O giro é que todos andamos a tentar comparar ditadores: "sim, o Pinochet era mau, mas o vosso Fidel é tão mau ou pior e gostam na mesma dele"; "sim, o Fidel não é flor que se cheire, mas o Pinochet é que era mesmo mau!" Depois, com aquele olhar "ah, já te apanhei" todos dizemos que os outros andam a desculpar ditadores só porque são do campo "certo".

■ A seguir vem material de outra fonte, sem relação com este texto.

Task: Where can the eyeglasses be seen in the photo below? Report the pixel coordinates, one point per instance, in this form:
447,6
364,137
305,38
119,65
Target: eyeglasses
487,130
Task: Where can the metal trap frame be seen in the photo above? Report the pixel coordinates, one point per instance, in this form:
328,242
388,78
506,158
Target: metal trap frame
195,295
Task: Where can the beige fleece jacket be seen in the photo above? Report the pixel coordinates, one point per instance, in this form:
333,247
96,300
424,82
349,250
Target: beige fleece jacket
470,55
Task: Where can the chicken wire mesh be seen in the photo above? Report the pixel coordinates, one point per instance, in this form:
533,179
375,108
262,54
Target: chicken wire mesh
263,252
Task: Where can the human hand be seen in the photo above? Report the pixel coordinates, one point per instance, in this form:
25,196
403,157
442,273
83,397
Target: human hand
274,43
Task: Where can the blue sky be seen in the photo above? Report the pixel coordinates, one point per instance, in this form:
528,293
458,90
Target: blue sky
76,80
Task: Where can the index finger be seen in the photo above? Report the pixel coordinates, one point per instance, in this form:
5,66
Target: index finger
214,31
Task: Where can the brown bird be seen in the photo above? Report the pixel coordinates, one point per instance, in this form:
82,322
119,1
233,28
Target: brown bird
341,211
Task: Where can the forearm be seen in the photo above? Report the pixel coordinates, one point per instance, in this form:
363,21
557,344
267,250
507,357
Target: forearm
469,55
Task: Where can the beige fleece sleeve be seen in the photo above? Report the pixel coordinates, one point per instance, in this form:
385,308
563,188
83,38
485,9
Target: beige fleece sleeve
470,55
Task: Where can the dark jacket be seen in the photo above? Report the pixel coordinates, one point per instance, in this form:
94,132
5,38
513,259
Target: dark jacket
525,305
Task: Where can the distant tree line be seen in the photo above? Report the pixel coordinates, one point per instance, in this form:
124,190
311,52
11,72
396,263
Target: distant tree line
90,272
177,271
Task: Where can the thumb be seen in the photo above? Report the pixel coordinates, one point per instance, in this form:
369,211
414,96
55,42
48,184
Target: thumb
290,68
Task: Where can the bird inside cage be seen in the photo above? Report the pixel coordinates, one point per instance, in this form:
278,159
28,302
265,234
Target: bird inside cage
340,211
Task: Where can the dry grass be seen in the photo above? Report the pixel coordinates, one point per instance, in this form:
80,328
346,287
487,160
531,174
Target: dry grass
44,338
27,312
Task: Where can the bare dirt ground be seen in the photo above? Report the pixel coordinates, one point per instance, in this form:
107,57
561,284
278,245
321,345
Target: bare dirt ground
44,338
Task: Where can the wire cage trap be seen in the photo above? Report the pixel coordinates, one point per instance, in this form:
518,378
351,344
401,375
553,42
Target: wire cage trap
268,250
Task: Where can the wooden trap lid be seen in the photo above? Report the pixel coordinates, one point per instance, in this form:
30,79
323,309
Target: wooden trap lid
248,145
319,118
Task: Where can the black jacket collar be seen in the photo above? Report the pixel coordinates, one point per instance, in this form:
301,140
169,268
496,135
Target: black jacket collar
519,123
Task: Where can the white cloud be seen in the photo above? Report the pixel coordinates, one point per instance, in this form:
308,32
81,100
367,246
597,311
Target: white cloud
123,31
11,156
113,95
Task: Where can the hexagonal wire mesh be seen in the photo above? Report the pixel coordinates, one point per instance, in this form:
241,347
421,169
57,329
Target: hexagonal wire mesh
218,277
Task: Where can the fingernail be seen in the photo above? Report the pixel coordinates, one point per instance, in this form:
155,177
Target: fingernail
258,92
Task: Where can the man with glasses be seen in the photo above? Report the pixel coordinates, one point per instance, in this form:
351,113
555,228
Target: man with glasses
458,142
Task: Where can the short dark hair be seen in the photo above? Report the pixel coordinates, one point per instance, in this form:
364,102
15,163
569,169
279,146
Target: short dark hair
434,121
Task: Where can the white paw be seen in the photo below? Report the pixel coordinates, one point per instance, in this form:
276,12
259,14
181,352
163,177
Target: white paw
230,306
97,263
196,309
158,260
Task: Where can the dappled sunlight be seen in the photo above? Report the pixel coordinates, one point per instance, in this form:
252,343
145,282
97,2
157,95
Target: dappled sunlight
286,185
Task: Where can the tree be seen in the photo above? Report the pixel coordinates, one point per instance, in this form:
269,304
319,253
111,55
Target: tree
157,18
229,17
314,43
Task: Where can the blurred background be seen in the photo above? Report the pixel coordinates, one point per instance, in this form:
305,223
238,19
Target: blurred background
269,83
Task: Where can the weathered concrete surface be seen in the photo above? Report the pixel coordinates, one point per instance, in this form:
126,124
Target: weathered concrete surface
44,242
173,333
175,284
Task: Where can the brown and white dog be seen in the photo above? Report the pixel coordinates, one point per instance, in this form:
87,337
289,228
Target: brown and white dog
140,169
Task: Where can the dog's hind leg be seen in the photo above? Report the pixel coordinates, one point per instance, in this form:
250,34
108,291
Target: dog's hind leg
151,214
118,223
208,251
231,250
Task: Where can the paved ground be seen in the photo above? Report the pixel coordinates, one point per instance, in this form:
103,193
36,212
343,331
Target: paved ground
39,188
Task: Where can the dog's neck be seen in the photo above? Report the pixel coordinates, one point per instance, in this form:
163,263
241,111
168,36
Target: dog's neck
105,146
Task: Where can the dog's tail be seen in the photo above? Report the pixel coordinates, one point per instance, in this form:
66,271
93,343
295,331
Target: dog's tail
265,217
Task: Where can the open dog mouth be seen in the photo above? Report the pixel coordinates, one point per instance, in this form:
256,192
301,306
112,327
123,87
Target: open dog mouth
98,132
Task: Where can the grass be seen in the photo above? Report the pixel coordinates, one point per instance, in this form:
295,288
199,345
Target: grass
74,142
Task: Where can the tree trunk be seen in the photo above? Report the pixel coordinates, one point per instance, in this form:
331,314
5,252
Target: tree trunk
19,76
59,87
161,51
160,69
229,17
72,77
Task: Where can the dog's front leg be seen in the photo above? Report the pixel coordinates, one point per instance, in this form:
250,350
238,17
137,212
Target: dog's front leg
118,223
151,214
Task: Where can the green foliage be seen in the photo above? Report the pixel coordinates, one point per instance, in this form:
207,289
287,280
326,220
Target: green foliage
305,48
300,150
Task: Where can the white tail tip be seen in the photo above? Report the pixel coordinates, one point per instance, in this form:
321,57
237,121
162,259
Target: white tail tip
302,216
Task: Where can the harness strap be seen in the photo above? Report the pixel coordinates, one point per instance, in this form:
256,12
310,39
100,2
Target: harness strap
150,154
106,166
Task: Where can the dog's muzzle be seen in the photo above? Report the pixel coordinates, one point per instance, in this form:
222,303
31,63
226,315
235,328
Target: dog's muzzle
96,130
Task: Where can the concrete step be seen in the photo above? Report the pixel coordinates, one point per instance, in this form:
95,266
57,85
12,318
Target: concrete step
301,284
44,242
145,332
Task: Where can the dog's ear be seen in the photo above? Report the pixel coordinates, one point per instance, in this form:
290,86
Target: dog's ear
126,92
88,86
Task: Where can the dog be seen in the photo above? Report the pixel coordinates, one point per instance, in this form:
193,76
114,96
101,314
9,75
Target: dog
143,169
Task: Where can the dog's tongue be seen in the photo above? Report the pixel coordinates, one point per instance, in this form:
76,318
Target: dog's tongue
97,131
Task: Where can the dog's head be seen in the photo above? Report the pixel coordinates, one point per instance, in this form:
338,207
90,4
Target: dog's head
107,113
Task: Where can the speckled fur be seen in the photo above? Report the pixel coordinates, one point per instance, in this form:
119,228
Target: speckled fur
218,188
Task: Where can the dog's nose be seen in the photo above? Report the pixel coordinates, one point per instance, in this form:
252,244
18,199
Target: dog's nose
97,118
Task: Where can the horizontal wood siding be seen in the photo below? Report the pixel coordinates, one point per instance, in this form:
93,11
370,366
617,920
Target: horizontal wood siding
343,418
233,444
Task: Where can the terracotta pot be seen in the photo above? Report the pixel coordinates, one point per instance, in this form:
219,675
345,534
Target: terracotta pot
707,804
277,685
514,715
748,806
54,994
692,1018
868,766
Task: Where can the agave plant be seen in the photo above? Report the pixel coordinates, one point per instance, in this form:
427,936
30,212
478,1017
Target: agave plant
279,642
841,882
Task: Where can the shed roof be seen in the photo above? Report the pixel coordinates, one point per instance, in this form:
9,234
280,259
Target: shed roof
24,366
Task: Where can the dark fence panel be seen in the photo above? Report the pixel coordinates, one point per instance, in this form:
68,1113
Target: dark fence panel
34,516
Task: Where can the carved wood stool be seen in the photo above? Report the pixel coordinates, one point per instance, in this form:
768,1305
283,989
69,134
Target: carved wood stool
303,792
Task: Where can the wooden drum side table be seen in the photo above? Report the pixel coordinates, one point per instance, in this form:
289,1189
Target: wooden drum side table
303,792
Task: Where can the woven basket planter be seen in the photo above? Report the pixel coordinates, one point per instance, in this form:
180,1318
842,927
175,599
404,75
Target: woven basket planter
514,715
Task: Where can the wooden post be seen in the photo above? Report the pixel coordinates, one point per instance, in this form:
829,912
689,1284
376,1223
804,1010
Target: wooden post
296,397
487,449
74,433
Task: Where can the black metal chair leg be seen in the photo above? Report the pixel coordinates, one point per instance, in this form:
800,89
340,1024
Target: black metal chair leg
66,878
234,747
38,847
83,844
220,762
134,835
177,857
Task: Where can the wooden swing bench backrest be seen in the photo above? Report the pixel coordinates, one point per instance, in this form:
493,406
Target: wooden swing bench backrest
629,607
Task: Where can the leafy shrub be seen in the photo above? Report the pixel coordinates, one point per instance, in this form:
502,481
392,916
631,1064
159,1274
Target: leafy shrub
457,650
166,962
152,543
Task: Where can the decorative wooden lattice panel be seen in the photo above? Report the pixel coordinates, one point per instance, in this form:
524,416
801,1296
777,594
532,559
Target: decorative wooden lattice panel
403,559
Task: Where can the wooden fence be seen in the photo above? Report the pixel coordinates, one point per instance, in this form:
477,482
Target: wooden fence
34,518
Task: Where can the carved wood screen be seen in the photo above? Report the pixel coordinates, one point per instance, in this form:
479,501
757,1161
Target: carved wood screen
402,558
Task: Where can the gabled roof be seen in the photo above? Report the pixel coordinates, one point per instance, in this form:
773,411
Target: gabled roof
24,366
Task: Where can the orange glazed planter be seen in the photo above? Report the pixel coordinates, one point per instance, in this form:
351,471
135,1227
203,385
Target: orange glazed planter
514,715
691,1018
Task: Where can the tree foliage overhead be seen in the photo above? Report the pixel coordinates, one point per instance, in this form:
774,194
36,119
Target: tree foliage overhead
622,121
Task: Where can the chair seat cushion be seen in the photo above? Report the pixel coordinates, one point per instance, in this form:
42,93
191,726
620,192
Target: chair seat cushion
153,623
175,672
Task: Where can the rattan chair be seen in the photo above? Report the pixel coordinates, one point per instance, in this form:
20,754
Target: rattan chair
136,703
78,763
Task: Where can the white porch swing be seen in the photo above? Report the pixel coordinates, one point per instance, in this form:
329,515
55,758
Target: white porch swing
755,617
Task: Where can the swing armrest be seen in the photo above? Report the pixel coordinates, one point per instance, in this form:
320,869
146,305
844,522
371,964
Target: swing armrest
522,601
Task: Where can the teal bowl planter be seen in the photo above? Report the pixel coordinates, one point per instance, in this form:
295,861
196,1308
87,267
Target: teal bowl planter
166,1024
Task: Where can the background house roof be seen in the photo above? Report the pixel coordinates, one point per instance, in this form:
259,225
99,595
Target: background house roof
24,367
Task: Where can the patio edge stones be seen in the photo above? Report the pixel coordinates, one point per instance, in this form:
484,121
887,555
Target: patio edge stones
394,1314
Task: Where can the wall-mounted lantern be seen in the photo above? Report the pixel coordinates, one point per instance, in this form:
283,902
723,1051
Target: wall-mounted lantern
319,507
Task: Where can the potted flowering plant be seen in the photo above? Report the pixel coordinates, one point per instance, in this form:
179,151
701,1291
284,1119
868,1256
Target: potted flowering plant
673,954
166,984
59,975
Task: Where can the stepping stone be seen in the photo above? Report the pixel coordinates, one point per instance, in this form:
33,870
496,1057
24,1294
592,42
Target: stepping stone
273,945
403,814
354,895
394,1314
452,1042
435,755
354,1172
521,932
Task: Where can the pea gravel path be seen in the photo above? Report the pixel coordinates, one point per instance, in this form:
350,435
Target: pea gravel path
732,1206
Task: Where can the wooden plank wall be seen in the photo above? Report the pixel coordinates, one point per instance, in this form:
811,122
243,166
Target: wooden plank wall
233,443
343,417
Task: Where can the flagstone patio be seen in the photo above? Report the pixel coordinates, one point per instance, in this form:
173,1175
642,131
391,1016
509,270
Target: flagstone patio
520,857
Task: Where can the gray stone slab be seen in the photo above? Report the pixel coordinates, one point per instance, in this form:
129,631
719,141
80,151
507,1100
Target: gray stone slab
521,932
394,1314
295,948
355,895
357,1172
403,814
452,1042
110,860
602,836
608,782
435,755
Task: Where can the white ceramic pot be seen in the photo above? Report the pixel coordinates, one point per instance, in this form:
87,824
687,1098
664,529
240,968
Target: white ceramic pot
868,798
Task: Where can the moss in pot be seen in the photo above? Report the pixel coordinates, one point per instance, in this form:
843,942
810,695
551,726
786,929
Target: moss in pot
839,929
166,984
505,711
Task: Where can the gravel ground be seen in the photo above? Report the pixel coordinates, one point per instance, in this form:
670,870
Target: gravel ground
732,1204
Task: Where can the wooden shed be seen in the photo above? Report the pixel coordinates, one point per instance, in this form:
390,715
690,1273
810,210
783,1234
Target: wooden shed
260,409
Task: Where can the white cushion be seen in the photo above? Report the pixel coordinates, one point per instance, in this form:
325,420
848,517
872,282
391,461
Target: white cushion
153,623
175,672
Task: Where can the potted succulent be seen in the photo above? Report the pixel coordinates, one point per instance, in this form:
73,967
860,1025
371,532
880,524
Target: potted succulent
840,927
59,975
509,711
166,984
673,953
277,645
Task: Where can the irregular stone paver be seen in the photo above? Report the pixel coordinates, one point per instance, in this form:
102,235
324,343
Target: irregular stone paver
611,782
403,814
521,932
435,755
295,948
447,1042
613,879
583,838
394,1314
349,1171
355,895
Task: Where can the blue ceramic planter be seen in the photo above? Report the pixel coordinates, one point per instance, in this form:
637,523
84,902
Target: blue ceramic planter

Lembro-me de ler que Cardoso Pires (homem de pergaminhos indubitavelmente de esquerda) chocou alguns amigos ao assinar um abaixo-assinado contra a prisão de dissidentes soviéticos, poucos meses depois do 25 de Abril (crime de lesa-Utopia!). A resposta dele (penso que a Maria Lúcia Lepecki) foi algo do género: "mas só assim posso assinar abaixo-assinados contra o Pinochet!" Isto mostra duas coisas: é natural que os ditadores da nossa zona sejam mais simpáticos (Cardoso Pires, no fundo, assanhava-se mais facilmente contra Pinochet). Mas, acima dessa simpatia quase irracional, há que ser superior e lutar contra tudo o que vá contra a nossa terrível liberdade (Cardoso Pires sabia que a coisa era mais complexa que a simples divisão esquerda-direita).

(Cardoso Pires foi dos poucos esquerdistas que sempre foram, sem vacilar, a favor de toda e qualquer liberdade. Que pena não ser monárquico, liberal, etc., etc. Mas pelo menos era libertino dos velhos, não se levava demasiado a sério e era boa gente.)